Another handful as I say, “Godspeed, fearless Orlandoan Margo Roth Spiegelman.”

And another as she says, “Godspeed, magical puppy Myrna Mountweazel.” We shove the dirt over the book, tamping down the disturbed soil. The grass will grow back soon enough. It will be for us the beautiful uncut hair of graves.

We hold hands rough with dirt as we walk back to the Agloe General Store. I help Margo carry her belongings—an armful of clothes, her toiletries, and the desk chair—to her car. The preciousness of the moment, which should make it easier to talk, makes it harder.

We’re standing outside in the parking lot of a single-story motel when the good-byes become unavoidable. “I’m gonna get a cell, and I’ll call you,” she says. “And email. And post mysterious statements on Omnictionary’s Paper Towns talk page.”

I smile. “I’ll email you when we get home,” I say, “and I expect a response.”

“You have my word. And I’ll see you. We’re not done seeing each other.”

“At the end of the summer, maybe, I can meet you somewhere before school,” I say.

“Yeah,” she says. “Yeah, that’s a good idea.” I smile and nod. She turns away, and I am wondering if she means any of it when I see her shoulders collapse. She is crying.

“I’ll see you then. And I’ll write in the meantime,” I say.

“Yes,” she says without turning around, her voice thick. “I’ll write you, too.”

It is saying these things that keeps us from falling apart. And maybe by imagining these futures we can make them real, and maybe not, but either way we must imagine them. The light rushes out and floods in.

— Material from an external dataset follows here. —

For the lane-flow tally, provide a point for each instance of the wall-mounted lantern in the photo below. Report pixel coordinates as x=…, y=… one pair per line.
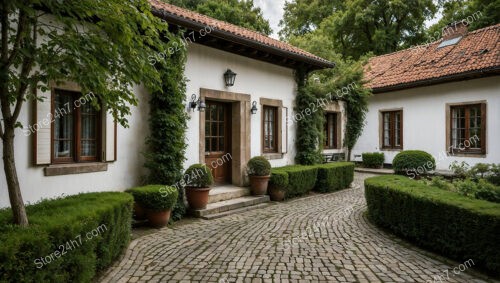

I stand in this parking lot, realizing that I’ve never been this far from home, and here is this girl I love and cannot follow. I hope this is the hero’s errand, because not following her is the hardest thing I’ve ever done.

I keep thinking she will get into the car, but she doesn’t, and she finally turns around to me and I see her soaked eyes. The physical space between us evaporates. We play the broken strings of our instruments one last time.

I feel her hands on my back. And it is dark as I kiss her, but I have my eyes open and so does Margo. She is close enough to me that I can see her, because even now there is the outward sign of the invisible light, even at night in this parking lot on the outskirts of Agloe. After we kiss, our foreheads touch as we stare at each other. Yes, I can see her almost perfectly in this cracked darkness.